Québec : les étudiants attaquent en justice la loi spéciale

Rédaction en ligne

samedi 26 mai 2012, 10:28

Les étudiants québecquois ont déposé deux recours devant la justice contre la loi spéciale du gouvernement. Elle limite, selon eux, la liberté d’expression et d’association.

Québec : les étudiants attaquent en justice la loi spéciale

© AFP

Le conflit sur les droits de scolarité au Québec a pris vendredi une tournure juridique avec le dépôt par les étudiants de deux recours en justice contre la loi spéciale adoptée le 18 mai et qui limite selon eux la liberté d’expression et d’association.

« C’est la plus grande affaire constitutionnelle au Québec à cause du nombre de gens concernés », a déclaré l’un des leaders étudiants, Léo Bureau-Blouin, devant le palais de justice de Montréal, affirmant que 1,5 million de Québécois étaient directement touchés.

Quelque 140 organisations, estudiantines, environnementales et syndicales, ainsi que des groupes communautaires et des associations d’artistes se sont associées à ces requêtes déposées devant la Cour supérieure du Québec, a-t-il assuré.

« Cette loi ignoble a pour effet de museler, d’écraser, de contrôler et de dominer le mouvement étudiant et d’autres groupes qui souhaitent s’exprimer publiquement », ont-ils précisé dans une déclaration commune.

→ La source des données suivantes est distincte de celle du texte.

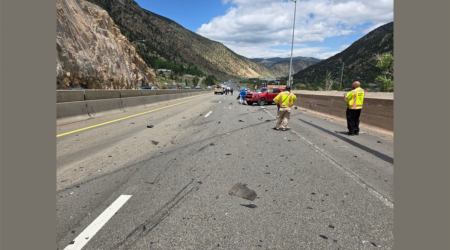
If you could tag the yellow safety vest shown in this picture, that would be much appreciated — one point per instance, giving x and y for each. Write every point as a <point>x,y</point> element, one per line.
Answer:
<point>355,98</point>
<point>285,99</point>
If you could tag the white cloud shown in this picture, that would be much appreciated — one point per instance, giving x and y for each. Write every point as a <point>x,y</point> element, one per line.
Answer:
<point>252,27</point>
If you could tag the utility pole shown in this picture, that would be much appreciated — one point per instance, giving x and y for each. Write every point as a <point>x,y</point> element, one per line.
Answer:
<point>342,75</point>
<point>292,44</point>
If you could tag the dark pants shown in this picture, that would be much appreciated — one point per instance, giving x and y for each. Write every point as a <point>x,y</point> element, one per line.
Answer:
<point>353,120</point>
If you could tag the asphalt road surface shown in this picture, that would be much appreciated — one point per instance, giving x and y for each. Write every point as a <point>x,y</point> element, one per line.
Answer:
<point>161,180</point>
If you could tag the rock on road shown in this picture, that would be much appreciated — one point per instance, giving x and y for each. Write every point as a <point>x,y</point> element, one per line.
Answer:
<point>316,189</point>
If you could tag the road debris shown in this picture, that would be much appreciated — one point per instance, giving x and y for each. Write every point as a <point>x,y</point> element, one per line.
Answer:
<point>323,237</point>
<point>249,205</point>
<point>242,191</point>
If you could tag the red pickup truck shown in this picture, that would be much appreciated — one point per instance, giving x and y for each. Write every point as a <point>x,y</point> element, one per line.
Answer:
<point>263,96</point>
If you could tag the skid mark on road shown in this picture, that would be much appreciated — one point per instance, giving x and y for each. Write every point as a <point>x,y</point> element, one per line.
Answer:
<point>162,213</point>
<point>352,175</point>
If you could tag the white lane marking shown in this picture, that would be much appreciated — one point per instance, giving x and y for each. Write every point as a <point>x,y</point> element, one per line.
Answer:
<point>208,114</point>
<point>97,224</point>
<point>347,171</point>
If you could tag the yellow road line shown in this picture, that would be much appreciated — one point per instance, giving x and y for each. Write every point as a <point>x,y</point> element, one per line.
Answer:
<point>120,119</point>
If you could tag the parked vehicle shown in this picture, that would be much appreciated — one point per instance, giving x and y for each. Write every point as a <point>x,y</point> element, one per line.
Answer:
<point>218,90</point>
<point>263,96</point>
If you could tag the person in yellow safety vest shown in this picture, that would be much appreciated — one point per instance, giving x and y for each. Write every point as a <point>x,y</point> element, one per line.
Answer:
<point>284,100</point>
<point>354,99</point>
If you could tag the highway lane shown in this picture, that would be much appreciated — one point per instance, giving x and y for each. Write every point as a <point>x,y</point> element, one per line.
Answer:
<point>316,189</point>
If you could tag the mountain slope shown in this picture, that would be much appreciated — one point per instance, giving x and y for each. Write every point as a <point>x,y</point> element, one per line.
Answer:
<point>280,66</point>
<point>359,60</point>
<point>168,40</point>
<point>91,51</point>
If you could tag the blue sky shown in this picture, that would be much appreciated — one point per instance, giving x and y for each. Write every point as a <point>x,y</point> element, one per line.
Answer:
<point>263,28</point>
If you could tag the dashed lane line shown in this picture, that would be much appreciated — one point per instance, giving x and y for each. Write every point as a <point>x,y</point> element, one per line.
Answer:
<point>347,171</point>
<point>84,237</point>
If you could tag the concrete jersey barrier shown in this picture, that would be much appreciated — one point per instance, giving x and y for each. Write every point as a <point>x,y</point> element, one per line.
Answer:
<point>378,109</point>
<point>77,105</point>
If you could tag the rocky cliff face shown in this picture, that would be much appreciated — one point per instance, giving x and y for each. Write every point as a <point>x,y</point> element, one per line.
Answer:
<point>92,53</point>
<point>169,41</point>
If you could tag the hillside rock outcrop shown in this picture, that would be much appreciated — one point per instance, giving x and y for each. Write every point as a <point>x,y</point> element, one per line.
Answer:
<point>92,53</point>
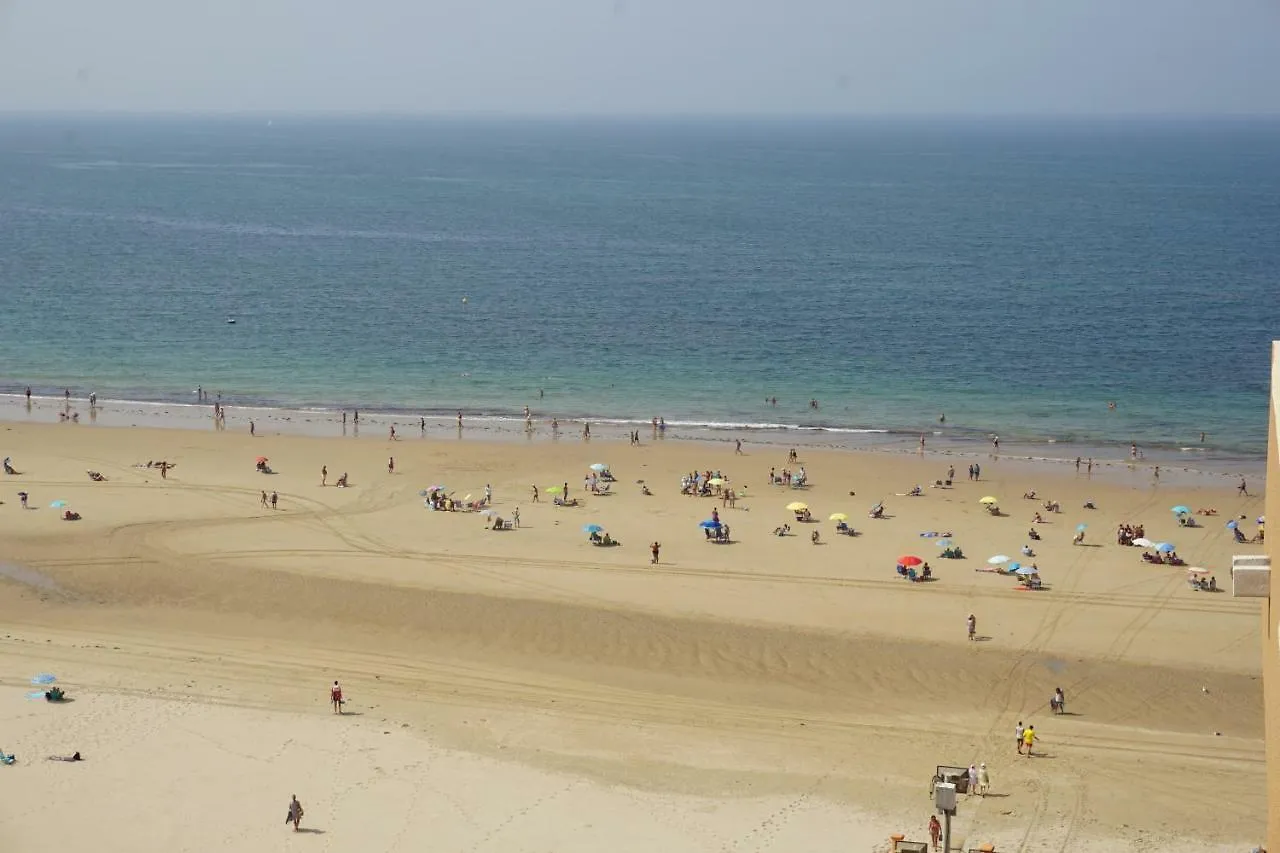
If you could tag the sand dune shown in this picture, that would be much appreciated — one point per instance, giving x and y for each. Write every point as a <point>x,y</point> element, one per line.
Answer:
<point>764,694</point>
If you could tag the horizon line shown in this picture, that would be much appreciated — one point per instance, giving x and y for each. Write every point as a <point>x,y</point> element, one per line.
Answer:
<point>5,113</point>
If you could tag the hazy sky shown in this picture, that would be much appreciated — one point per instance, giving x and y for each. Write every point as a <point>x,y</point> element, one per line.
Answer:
<point>986,56</point>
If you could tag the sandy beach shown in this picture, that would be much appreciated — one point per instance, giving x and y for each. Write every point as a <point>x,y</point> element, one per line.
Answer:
<point>526,690</point>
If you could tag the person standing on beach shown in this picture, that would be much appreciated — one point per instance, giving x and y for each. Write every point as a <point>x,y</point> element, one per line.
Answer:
<point>336,697</point>
<point>295,813</point>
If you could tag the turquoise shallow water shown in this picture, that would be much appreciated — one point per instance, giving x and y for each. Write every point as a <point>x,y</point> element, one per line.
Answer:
<point>1013,276</point>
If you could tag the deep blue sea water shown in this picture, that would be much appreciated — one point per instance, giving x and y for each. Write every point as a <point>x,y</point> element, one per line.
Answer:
<point>1015,276</point>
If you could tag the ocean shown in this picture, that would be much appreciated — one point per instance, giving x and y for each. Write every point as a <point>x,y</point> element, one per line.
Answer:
<point>1014,276</point>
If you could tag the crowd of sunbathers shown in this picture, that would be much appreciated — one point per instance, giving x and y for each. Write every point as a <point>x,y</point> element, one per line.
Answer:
<point>786,477</point>
<point>443,502</point>
<point>1127,533</point>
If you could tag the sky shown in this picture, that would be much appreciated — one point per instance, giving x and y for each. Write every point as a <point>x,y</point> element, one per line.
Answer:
<point>644,56</point>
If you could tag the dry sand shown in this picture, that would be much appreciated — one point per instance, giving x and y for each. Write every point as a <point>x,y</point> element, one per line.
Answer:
<point>526,690</point>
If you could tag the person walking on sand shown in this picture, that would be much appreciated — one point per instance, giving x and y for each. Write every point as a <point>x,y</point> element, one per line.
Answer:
<point>336,697</point>
<point>295,813</point>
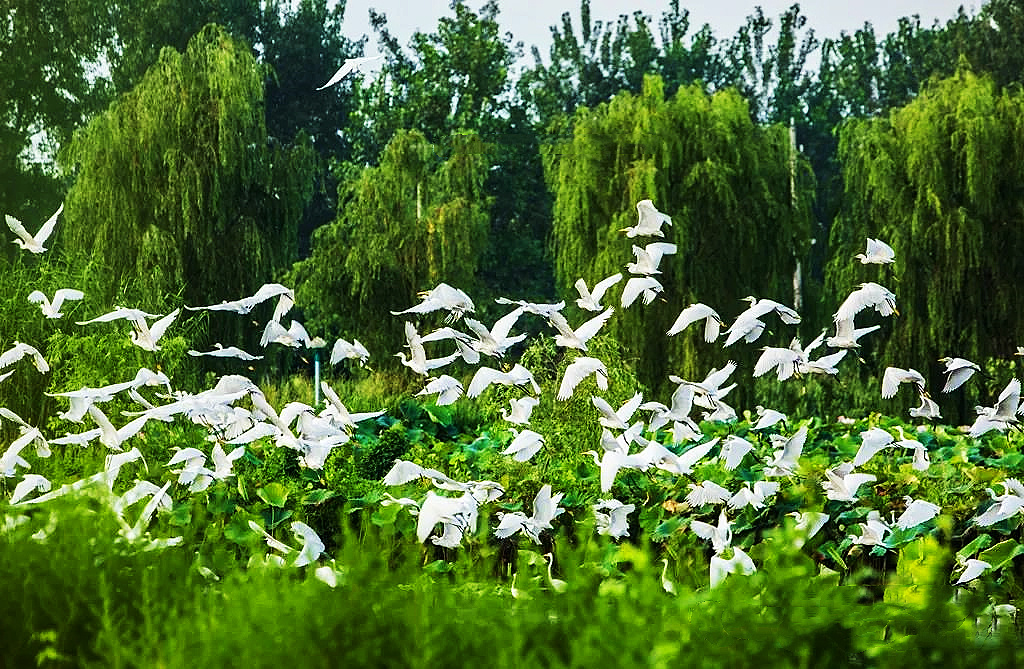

Les premières requêtes examinées vendredi

La première requête déposée vise à bloquer l’application de la loi par la police et pourrait être examinée mercredi, la seconde est une requête en nullité, dont l’examen est attendu début juin, ont précisé les dirigeants étudiants.

Par la suite -mais cela devrait prendre beaucoup plus longtemps- certains aspects de la loi pourraient aboutir à la Cour suprême qui devrait se prononcer sur leur constitutionnalité, contestée par ses adversaires.

Aux yeux du gouvernement de centre-droit de Jean Charest, la loi en question est destinée à encadrer la liberté de manifester pour garantir l’accès aux établissements universitaires des étudiants non-grévistes, souvent bloqués par des piquets de grève.

Elle impose aussi aux manifestants de communiquer à la police leur itinéraire huit heures à l’avance et prévoit des amendes très élevées pour les contrevenants et vise à mettre un terme au conflit étudiant qui dure depuis plus de 100 jours.

Son application avait notamment entraîné l’arrestation dans la nuit de mercredi à jeudi de 700 personnes -à qui de fortes amendes avaient été dressées- à Montréal et à Québec.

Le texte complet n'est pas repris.